Very nice !!! Care to give me a lesson.... My call turning needs some work.!


----------



## bill (May 21, 2004)

Very nice...but you got to give wood and finish details lol


----------



## lady linda (Nov 25, 2008)

Nice, line up your wood grain. What finish are you using ? Keep up the work it takes time and practice. They both look very good.
LL


----------



## 3192 (Dec 30, 2004)

Good looking calls! gb


----------



## Robert A. (Jan 8, 2009)

bill said:


> Very nice...but you got to give wood and finish details lol


Thanks you all for your kind words and guidiance.

Left is Kingwood And the right is Olive. Still working on my finish, Tung oil high gloss then buffed and polished then waxed and buffed. I need some lessons in photgraphy as well.. LOL

Any suggestions on a good finish and polish is helpful!!

RA


----------



## EndTuition (May 24, 2004)

The Kingwood sure looks like Cocobolo ! Olive wood is always beautiful.
Those calls are really nice, did you use your custom toneboard jig on them ?

As far as the finish any oil that dries hard ought to work. You still need to sand or wet sand to at least 800 before you start any polishing. I polish with Tripoli (the most important step) then buff with White Diamond, then wax with pure Carnauba wax. Tripoli is red, the method is called "Red, White, Wax" ,and this is the tried and true method perfected by pen turners.
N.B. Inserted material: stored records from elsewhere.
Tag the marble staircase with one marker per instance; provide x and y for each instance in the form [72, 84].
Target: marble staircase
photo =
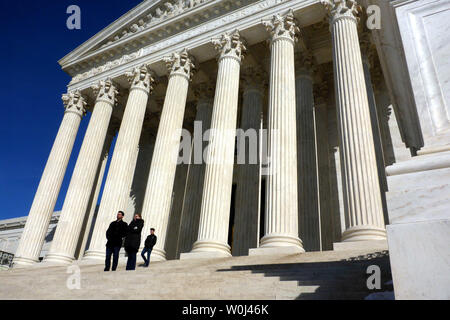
[314, 275]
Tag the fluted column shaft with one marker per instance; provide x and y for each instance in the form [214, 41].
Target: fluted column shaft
[308, 202]
[216, 199]
[376, 132]
[65, 240]
[96, 192]
[362, 198]
[38, 220]
[281, 217]
[194, 187]
[158, 194]
[120, 175]
[246, 220]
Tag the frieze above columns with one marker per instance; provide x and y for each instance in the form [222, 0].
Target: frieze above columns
[230, 45]
[342, 9]
[141, 78]
[90, 68]
[180, 64]
[282, 27]
[106, 91]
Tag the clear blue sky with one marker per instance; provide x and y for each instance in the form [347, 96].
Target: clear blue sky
[34, 38]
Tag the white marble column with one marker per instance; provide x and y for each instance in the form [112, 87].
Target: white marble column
[120, 175]
[246, 219]
[143, 164]
[92, 208]
[308, 201]
[190, 217]
[38, 220]
[367, 55]
[362, 197]
[327, 219]
[216, 199]
[158, 194]
[281, 216]
[65, 240]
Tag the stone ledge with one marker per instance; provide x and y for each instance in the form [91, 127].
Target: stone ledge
[274, 251]
[361, 245]
[202, 255]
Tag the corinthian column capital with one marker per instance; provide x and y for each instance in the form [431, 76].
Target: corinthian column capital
[282, 27]
[338, 9]
[106, 91]
[74, 102]
[180, 63]
[141, 78]
[230, 45]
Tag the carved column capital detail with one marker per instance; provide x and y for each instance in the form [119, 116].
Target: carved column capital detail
[106, 91]
[75, 102]
[230, 45]
[180, 63]
[282, 27]
[141, 78]
[342, 9]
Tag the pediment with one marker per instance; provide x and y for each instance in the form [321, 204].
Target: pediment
[147, 23]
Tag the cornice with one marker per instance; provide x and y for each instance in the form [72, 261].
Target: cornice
[241, 19]
[173, 23]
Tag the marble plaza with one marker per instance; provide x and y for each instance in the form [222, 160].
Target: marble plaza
[360, 158]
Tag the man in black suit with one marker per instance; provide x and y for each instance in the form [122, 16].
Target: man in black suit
[116, 232]
[149, 244]
[133, 240]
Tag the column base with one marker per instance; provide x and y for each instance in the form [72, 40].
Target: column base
[274, 240]
[58, 259]
[207, 249]
[364, 233]
[22, 262]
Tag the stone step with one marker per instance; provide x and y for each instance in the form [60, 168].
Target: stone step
[324, 275]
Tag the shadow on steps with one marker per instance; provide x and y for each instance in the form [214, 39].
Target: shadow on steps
[337, 280]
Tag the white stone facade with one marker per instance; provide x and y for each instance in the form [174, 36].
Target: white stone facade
[342, 105]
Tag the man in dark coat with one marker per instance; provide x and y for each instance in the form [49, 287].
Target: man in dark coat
[133, 240]
[149, 243]
[116, 232]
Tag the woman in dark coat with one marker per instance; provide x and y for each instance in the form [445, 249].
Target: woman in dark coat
[133, 240]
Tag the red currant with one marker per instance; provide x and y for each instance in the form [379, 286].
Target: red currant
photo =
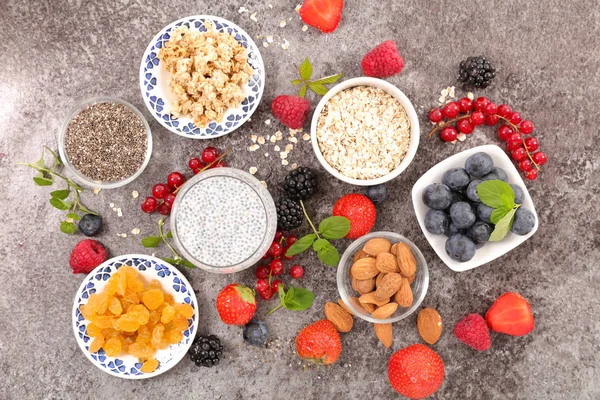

I stopped using Boiled Linseed Oil (BLO) because it takes sooooo long to dry, and it's a fire hazard. It worked really well for bringing out the grain and figure, but it was just too slow to dry. I recently switched to Minwax 209. It's FAST, seals just as well (maybe better), and brings out the depth of the figure even better in my opinion.


----------



## Tortuga (May 21, 2004)

I'd say you wuz 'learning' pretty good, Richard...Are ya sure you ain't a 'ringer' slipping in here on us...??:rotfl:

Beautiful work..beautiful wood...luv the grain/markings on both of em..


----------



## EndTuition (May 24, 2004)

Tortuga said:


> I'd say you wuz 'learning' pretty good, Richard...Are ya sure you ain't a 'ringer' slipping in here on us...??:rotfl:
> 
> Beautiful work..beautiful wood...luv the grain/markings on both of em..


Call shark !


----------



## Robert A. (Jan 8, 2009)

EndTuition said:


> Call shark !


Ha Ha Ha!! THank you all for your Support!!

Oh sorry Richard, I meant to also say I didn't use an insert on them, I made the toneboards by hand. The olive sounds good to me and the kingwood well needs some tuning or something LOL!! Also the Stainless Steel band is one of mine I had turned down on a lathe from some old Stainless pipe i had laying around.

RA


----------